Der Landsberger Abgeordnete, übrigens Neffe der früheren Fraktionschefin Ruth Paulig, war in seiner ersten, der vergangenen Legislaturperiode in Energiefragen schnell zur ersten Adresse über Fraktionsgrenzen hinaus geworden. Auch deshalb wird Hartmann nach wie vor ob von Journalisten oder Verbänden zur Energiepolitik zuallererst abgefragt und zitiert, obwohl die Fraktion in Martin Stümpfig über einen kompetenten Nachfolger als energiepolitischen Sprecher verfügt. Problematisch für Hartmann ist dabei, ob er als Fraktionsvorsitzender nicht allzusehr auf die Energiepolitik reduziert wird. In seiner neuen Rolle genügt es auch nicht, dass er bei Landratswahlen in einer Stichwahl nur knapp gescheitert war oder sich sogar bundesweit einen Namen als Gegner der Austragung Olympischer Winterspiele in seiner oberbayerischen Heimat erworben hatte.

Letzteres untermauert vorläufig nur seinen Ruf als excellenter Netzwerker, und die Staatsregierung wird seine Ankündigung, die Windkraftbefürworter noch besser zu vernetzen, aufmerksam registriert haben. Ein Gespräch mit Hartmann über einen Teil-Aspekt der Windkraftdiskussion zeigt jedoch schnell, wie dieser seine breiten kommunalpolitischen Erfahrungen nutzt. Vorhandenes Detailwissen erkennt man z.B. im Gespräch über eine auftauchende Parallelität im genossenschaftlichen Umgang mit Windenergie und Pflege. In beiden Bereichen geht es darum, wie der Bürger am Gewinn, wie auch immer man diesen definiert, beteiligt werden kann.

Energiewende und Pflege – Genossenschaften im Gegenwind

So soll in der aktuellen Diskussion um die Energiewende in Bayern der Bürger sich in Form von Energie-Genossenschaften aus der Rolle des reinen Energie-Zahlers verabschieden können und an Einnahmen aus der Energieerzeugung beteiligt werden. Das stört natürlich die Interessen der großen Energieversorger. In der ebenfalls anstehenden Debatte um die politische Gestaltung und Unterstützung genossenschaftlicher Wohnformen, die Pflege beinhaltet und den generellen Wunsch auf eine eigene Wohnung auch im Alter berücksichtigt, steht ebenfalls ein Verteilungskampf in Aussicht.
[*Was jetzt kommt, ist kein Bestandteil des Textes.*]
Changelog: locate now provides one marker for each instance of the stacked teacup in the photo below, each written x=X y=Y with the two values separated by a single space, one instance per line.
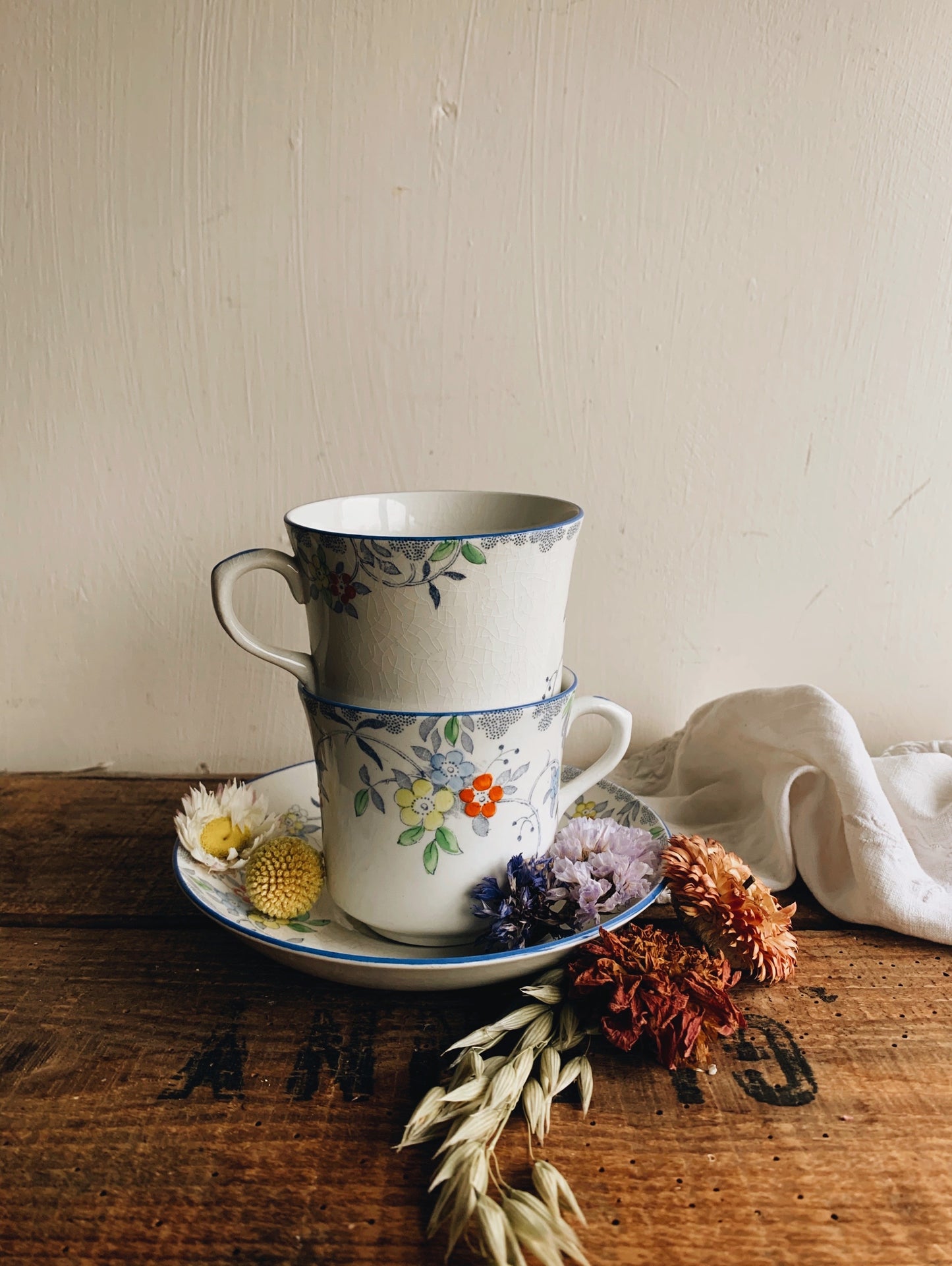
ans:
x=435 y=693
Denn Pflege- und Altenheime, ob unter Trägerschaft von Kapitalgesellschaften oder der Wohlfahrt bzw. Kirchen, werden ihre Pfründe verteidigen und bestehenden politischen Einfluss nutzen. Man mag sich am Rande daran erinnern, dass der von der Staatsregierung einberufene Zukunftsrat als eine der wichtigsten Erkennnisse und Aufgaben einen notwendigen Ausbau des Genossenschaftswesens in der bayerischen Gesellschaft auf die politische Agenda setzte – und wie schnell der Zukunftsrat beerdigt wurde. Nicht nur wegen eines ihm vorgeworfenen Verrats strukturschwacher Regionen.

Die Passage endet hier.